By Valerie Waterhouse
Published on October 5, 2017
Recent authors have made Pirandello’s themes so central that the search for, or absence of, identity have become a defining characteristic of ‘Italian-ness’. Famously, Elena Ferrante has annulled her own authorial identity: ‘Ferrante’ is a cypher for an anonymous writer – possibly a translator, possibly married to novelist Domenico Starnone, possibly a stand-in for both halves of the couple – or perhaps we are all on the wrong track? The absence of a public presence frees Ferrante from ‘the rituals that writers are more or less obliged to perform in order to sustain their book,’ she explained to Vanity Fair.

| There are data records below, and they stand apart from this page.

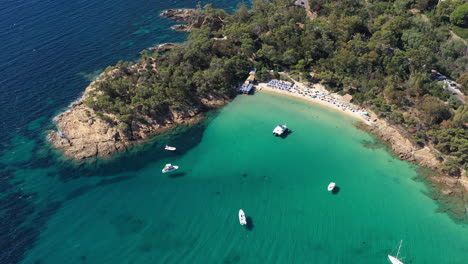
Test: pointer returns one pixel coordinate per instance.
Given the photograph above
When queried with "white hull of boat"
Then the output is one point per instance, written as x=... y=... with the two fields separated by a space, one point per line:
x=173 y=168
x=242 y=219
x=394 y=260
x=170 y=148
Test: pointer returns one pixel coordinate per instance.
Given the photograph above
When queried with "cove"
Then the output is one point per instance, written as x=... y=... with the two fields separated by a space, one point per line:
x=120 y=213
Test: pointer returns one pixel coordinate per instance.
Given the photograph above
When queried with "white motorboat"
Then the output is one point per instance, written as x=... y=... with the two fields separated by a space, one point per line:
x=396 y=259
x=242 y=219
x=170 y=148
x=169 y=167
x=280 y=130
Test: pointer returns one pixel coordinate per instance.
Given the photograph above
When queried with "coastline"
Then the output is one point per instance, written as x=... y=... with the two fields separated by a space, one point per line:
x=264 y=88
x=450 y=192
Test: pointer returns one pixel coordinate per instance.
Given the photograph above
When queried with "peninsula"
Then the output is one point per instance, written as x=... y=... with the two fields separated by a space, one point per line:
x=387 y=56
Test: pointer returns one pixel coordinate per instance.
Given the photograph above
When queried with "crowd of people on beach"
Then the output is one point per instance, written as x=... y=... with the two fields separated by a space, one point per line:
x=321 y=95
x=285 y=86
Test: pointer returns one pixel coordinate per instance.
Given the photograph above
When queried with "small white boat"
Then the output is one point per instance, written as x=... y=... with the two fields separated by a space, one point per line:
x=396 y=259
x=169 y=167
x=170 y=148
x=242 y=219
x=280 y=130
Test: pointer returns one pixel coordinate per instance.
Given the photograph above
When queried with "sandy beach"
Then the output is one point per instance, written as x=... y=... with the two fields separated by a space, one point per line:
x=320 y=96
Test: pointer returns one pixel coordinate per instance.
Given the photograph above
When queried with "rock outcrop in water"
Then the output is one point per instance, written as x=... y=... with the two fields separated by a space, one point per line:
x=450 y=191
x=193 y=18
x=82 y=134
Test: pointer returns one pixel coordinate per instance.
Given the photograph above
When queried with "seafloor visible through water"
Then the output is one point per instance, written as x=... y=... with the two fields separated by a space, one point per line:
x=126 y=211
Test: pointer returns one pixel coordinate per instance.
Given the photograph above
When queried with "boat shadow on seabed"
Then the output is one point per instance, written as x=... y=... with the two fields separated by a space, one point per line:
x=336 y=190
x=286 y=134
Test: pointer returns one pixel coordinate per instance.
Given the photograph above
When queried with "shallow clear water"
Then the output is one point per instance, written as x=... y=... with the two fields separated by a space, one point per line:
x=139 y=215
x=126 y=211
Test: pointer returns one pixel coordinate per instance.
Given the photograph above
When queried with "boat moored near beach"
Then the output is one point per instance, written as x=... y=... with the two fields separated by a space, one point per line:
x=169 y=167
x=396 y=259
x=170 y=148
x=242 y=219
x=280 y=130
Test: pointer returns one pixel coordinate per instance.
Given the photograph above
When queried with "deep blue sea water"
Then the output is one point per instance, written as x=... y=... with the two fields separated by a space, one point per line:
x=126 y=211
x=49 y=52
x=49 y=49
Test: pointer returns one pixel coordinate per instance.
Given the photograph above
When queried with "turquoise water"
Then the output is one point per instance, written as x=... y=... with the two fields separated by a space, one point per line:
x=127 y=211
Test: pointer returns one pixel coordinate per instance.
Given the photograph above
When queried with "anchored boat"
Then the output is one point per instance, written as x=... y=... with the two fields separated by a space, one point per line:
x=170 y=148
x=169 y=167
x=242 y=219
x=280 y=130
x=396 y=259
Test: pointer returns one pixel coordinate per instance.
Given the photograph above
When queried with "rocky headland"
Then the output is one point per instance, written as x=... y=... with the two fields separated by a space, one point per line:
x=192 y=18
x=81 y=133
x=450 y=192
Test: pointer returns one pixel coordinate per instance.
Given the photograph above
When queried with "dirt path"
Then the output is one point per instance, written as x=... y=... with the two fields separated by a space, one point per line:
x=455 y=36
x=311 y=15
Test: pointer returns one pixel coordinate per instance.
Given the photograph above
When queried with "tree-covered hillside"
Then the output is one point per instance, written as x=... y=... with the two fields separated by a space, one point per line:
x=381 y=52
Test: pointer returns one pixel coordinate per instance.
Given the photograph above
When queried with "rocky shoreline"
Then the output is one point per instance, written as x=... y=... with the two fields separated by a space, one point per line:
x=450 y=192
x=81 y=134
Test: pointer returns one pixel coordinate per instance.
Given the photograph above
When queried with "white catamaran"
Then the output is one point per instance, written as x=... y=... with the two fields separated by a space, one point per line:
x=396 y=259
x=242 y=219
x=170 y=148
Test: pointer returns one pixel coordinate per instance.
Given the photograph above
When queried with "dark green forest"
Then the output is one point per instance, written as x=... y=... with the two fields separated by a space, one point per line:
x=381 y=52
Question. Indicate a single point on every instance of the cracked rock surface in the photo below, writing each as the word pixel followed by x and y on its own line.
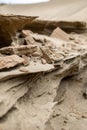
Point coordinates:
pixel 42 80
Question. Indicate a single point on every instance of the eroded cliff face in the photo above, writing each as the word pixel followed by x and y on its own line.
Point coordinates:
pixel 42 75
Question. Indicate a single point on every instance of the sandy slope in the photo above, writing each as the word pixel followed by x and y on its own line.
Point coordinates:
pixel 53 10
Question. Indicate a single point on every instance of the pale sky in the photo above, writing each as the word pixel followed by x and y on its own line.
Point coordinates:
pixel 22 1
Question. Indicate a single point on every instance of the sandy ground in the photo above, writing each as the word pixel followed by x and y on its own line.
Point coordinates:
pixel 71 113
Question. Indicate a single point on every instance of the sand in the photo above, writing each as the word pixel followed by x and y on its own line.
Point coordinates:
pixel 36 109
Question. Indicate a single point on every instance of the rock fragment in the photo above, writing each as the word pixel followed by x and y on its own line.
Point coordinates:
pixel 7 62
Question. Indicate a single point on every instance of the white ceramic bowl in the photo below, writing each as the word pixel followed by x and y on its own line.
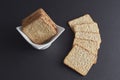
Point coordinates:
pixel 42 46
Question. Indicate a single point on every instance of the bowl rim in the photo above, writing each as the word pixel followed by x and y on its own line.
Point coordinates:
pixel 60 30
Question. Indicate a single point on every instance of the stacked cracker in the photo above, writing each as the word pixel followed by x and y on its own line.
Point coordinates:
pixel 85 45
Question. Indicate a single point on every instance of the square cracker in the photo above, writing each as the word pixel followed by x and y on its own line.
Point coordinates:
pixel 91 46
pixel 91 27
pixel 89 36
pixel 79 60
pixel 80 20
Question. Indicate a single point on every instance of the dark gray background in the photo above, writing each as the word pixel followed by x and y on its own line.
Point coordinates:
pixel 20 61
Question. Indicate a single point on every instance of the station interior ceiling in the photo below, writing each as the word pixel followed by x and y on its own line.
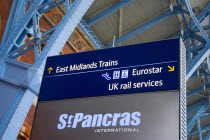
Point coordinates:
pixel 116 23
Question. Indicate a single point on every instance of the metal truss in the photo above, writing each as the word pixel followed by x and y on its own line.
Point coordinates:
pixel 19 81
pixel 198 52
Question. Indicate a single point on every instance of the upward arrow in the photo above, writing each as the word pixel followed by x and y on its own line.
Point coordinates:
pixel 50 69
pixel 171 68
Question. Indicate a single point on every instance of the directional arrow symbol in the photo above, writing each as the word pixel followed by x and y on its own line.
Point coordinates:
pixel 50 69
pixel 171 68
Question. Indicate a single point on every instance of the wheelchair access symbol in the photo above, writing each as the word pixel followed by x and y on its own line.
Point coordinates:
pixel 106 76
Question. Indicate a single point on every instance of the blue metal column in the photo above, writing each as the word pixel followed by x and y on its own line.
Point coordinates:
pixel 20 82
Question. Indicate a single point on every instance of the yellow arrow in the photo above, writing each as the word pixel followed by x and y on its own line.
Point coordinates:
pixel 171 68
pixel 50 69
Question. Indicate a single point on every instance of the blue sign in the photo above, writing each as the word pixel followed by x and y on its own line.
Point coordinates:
pixel 122 70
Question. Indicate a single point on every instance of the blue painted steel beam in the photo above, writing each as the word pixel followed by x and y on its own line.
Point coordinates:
pixel 203 54
pixel 24 86
pixel 195 20
pixel 108 11
pixel 19 33
pixel 197 90
pixel 90 34
pixel 207 137
pixel 193 120
pixel 194 107
pixel 142 28
pixel 16 13
pixel 203 129
pixel 201 17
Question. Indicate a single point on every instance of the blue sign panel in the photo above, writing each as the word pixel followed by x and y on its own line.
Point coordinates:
pixel 122 70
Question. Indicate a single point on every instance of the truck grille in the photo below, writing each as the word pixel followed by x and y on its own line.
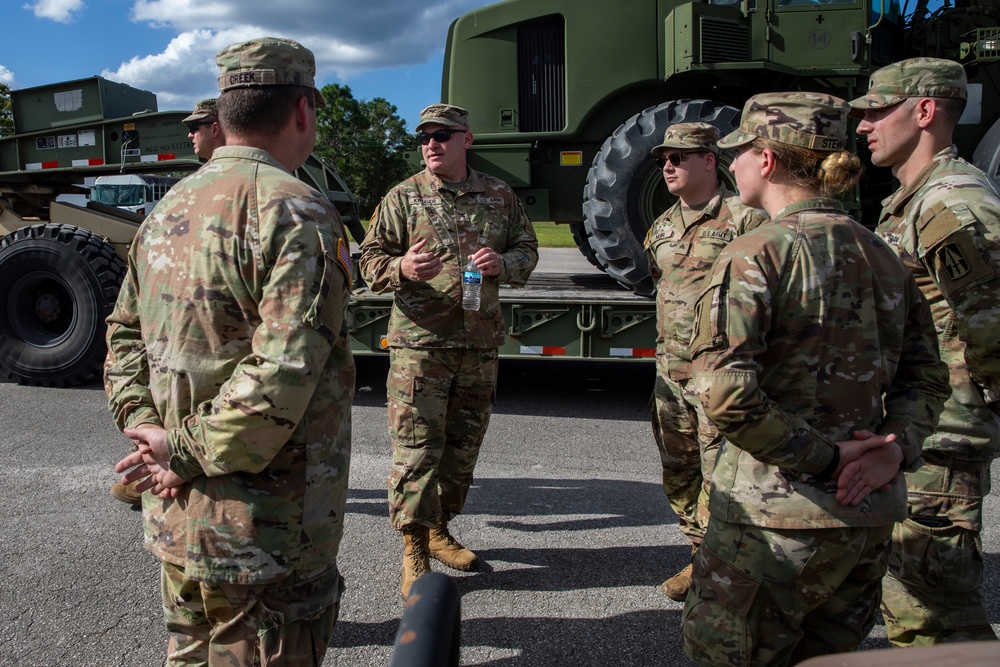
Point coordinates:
pixel 541 75
pixel 723 41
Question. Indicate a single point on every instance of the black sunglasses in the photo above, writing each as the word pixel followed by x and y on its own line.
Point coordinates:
pixel 676 158
pixel 440 136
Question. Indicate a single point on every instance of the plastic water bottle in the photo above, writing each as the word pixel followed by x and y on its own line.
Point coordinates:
pixel 472 282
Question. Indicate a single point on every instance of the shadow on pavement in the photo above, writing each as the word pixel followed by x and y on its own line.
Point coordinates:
pixel 584 389
pixel 634 638
pixel 621 503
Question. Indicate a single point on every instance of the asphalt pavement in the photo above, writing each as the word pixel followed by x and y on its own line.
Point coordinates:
pixel 566 513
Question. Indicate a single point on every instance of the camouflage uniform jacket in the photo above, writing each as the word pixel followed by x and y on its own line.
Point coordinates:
pixel 946 228
pixel 229 331
pixel 455 220
pixel 680 254
pixel 809 329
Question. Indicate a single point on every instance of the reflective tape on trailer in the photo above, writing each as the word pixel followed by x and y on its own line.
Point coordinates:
pixel 543 350
pixel 632 352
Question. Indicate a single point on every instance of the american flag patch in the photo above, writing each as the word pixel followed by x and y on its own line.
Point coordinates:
pixel 344 256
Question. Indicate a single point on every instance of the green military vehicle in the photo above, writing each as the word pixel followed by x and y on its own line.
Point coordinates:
pixel 61 264
pixel 567 97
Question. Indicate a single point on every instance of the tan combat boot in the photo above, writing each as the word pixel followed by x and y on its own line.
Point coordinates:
pixel 676 587
pixel 449 551
pixel 126 493
pixel 416 556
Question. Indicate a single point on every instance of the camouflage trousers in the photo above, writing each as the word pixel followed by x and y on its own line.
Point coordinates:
pixel 931 593
pixel 762 596
pixel 285 624
pixel 688 443
pixel 439 407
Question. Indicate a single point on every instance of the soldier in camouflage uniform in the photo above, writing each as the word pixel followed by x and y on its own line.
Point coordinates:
pixel 816 358
pixel 206 135
pixel 443 359
pixel 229 367
pixel 681 246
pixel 204 130
pixel 944 222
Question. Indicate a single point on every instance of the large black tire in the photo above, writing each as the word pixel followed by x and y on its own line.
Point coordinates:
pixel 582 239
pixel 625 191
pixel 57 285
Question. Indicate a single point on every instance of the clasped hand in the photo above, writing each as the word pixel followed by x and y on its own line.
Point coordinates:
pixel 149 465
pixel 418 265
pixel 868 463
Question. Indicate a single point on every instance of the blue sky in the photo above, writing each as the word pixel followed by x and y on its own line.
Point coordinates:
pixel 380 48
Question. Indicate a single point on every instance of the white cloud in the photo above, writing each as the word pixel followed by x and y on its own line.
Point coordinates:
pixel 57 10
pixel 348 37
pixel 7 77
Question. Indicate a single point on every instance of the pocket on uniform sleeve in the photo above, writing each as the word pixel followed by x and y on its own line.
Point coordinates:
pixel 327 312
pixel 711 312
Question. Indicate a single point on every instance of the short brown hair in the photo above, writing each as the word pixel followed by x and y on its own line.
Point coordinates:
pixel 262 110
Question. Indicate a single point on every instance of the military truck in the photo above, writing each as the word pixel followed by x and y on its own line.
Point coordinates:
pixel 61 264
pixel 567 97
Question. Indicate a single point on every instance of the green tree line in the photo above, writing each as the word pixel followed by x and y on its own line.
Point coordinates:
pixel 6 115
pixel 365 141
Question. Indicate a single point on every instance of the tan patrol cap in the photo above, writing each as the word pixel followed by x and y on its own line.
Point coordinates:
pixel 697 136
pixel 915 77
pixel 811 120
pixel 267 61
pixel 203 110
pixel 444 114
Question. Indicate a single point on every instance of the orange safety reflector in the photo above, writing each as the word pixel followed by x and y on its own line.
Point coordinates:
pixel 543 349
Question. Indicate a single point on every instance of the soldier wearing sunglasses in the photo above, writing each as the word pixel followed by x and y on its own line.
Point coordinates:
pixel 204 129
pixel 443 359
pixel 681 246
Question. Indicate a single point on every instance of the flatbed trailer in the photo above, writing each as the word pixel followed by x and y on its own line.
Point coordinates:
pixel 568 310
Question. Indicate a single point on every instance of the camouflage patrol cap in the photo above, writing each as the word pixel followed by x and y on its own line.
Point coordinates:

In an article for The Guardian, Ferrante wrote about Jane Austen, who also published her novels anonymously. ‘Who wrote Sense and Sensibility? Who invented Marianne and Elinor and their mother and the many female characters who appear, disappear, reappear?’ she asked. She might well have been commenting on her own best-selling novels: The Neapolitan Quartet. Their focus is the six-decade-long friendship between Elena/Lenuccia/Lenù and Raffaella/Lina/Lila, whose changing names and the similarities between their nomenclatures (Lenù/Lina) underline the impossibility of pinning down identity across time and space. My Brilliant Friend, the first in the series, begins with Lina/Lila’s disappearance: ‘She wanted not only to disappear herself, now, at the age of sixty-six, but also to eliminate the entire life she had left behind. Everything, including her computer, photos of herself, birth certificates, telephone bills, receipts, had gone.’ Characters stretch their boundaries so far across the course of the novels, that they are almost impossible to define. The most extreme example is the women’s friend, Alfonso, who undergoes a male to female transition so complete that he almost transforms into Lina. And yet, like Italian identity, each personality displays seemingly immutable defining traits. Elena is hard-working and studious and efficient; Lina’s razor-sharp intelligence never fades.